Butcher closure

Richard Fairhurst
(site admin)
👍

Fri 13 Oct 2006, 13:33

To deal with the forum stuff first. I try to keep a fairly light touch in moderating it, as this isn't my personal fiefdom, it's the town's website. It is, however, unrealistic to think that the Charlbury Website can be immune from standard Internet forum patterns of behaviour. (That said, we are much less 'raging' than the ever lively Chippy website forum, for example - and that's not to say that either is better, but I think the Chippy one is more typical of the web as a whole.)

If anyone is too much of a shrinking violet to use the generally well-mannered, amiable backwater of the web that is the Charlbury Website, I'm afraid they have an unrealistic attitude towards the Internet, and it isn't really our job to educate them.
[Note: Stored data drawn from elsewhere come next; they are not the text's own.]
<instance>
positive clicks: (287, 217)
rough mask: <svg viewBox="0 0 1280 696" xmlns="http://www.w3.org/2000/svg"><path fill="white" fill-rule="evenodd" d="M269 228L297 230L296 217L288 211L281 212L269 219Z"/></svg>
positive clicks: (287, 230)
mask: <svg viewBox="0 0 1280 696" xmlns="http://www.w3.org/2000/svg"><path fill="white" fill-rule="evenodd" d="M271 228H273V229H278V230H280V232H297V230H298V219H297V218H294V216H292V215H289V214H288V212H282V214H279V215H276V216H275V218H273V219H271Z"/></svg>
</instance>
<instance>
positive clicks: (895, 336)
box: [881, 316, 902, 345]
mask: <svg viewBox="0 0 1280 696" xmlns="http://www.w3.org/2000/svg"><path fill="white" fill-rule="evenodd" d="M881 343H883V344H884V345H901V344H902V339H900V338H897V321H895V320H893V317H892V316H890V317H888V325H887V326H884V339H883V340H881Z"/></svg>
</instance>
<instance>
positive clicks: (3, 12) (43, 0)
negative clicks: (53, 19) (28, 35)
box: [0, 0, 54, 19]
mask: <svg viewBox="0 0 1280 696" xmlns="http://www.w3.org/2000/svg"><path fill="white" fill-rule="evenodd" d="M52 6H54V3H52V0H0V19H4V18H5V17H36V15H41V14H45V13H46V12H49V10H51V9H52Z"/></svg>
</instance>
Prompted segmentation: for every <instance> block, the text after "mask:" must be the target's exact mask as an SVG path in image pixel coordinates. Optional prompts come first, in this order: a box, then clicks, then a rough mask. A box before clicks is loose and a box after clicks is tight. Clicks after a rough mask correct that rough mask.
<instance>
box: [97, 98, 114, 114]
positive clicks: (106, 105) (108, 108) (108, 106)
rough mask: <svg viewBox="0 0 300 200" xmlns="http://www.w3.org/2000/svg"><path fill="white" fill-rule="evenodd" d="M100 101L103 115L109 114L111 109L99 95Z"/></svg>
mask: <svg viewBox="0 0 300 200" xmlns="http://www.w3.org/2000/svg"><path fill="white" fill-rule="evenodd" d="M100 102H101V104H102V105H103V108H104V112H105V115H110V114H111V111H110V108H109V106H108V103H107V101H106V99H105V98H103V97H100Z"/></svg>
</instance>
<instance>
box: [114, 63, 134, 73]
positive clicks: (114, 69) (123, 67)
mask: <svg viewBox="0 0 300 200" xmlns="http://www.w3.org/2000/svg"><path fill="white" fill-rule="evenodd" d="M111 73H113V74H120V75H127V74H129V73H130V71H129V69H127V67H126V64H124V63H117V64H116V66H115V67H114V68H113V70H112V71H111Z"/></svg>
And as ever with any community, if you want to improve something, get involved - don't just sit at the side throwing rocks!

(If anyone wants to continue this particular debate, could I suggest a separate thread?)
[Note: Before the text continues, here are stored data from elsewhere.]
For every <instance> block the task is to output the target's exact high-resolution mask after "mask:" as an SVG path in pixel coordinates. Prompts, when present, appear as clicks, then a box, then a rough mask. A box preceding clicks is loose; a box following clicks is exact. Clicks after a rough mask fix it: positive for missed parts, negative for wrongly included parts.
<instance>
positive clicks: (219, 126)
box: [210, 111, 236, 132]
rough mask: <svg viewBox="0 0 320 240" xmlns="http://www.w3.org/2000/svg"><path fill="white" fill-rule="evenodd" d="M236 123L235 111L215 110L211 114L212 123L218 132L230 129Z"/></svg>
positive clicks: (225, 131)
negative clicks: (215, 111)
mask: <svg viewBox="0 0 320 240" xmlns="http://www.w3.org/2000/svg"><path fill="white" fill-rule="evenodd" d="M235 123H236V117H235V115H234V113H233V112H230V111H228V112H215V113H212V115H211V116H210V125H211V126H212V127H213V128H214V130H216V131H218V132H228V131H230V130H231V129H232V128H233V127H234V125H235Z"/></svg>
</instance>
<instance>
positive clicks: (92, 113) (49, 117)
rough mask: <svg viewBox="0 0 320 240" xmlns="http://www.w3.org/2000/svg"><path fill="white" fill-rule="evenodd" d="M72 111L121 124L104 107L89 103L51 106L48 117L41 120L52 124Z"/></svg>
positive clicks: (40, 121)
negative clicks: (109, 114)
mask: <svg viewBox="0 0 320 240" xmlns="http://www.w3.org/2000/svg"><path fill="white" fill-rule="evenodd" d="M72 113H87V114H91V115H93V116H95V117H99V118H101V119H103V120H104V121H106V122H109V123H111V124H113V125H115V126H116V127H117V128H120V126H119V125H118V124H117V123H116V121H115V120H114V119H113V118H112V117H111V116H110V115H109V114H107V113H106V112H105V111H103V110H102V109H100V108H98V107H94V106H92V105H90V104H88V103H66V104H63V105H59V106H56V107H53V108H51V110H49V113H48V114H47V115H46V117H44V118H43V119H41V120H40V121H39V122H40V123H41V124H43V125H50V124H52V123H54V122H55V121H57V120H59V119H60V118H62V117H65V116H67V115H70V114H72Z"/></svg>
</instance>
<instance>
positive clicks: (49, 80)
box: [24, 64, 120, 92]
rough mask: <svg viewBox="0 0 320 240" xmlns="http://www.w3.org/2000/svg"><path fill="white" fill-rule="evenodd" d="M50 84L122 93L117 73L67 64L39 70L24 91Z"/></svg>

Back to the original subject of Brains, though, there's a great deal of sense being talked here by Igor, Derek and Jon, who I think are basically saying the same thing despite some differences of detail.

If much smaller places like Chadlington and Long Compton can support deli-style operations selling meat, there's no reason why Charlbury can't. Even an identikit version of either of those shops opening in Charlbury would go down a storm - especially if it broke the bizarre taboo that Charlbury shops shall only open from 9am-5pm plus a token effort on Saturdays, despite the fact the town has virtually no employment but one of the busiest commuter railway stations for miles.

As Jon says, it does require a willingness to "trade up". I have a lot of respect for News & Things in the way that they have sought to do this - selling newspapers at the station and through the Co-op, opening the new cafe, and so on. Much though Brains' meat is excellent and the Brains themselves are always friendly, I don't think there was the same willingness to identify the changing needs of the Charlbury customer. This means product selection, this means convenience (opening hours, methods of payment - hands up the shops that still don't accept Switch/Maestro in 2006!), this means putting a bit more thought into stock control (if you run out of baguettes, people will just go to the Co-op - and stay there), this means imaginative and thoughtful marketing.

An example: 25 years ago, when I was knee-high to a grasshopper growing up in rural Leicestershire, the butcher from the next village sent a van around once a week selling his wares. Why not try that here? A Charlbury deli/butcher could load up his van with high-quality ready meals and meat, trundle down to the station to meet the two HSTs in the evening, and trundle back up the hill loaded with cash from tired, hungry commuters.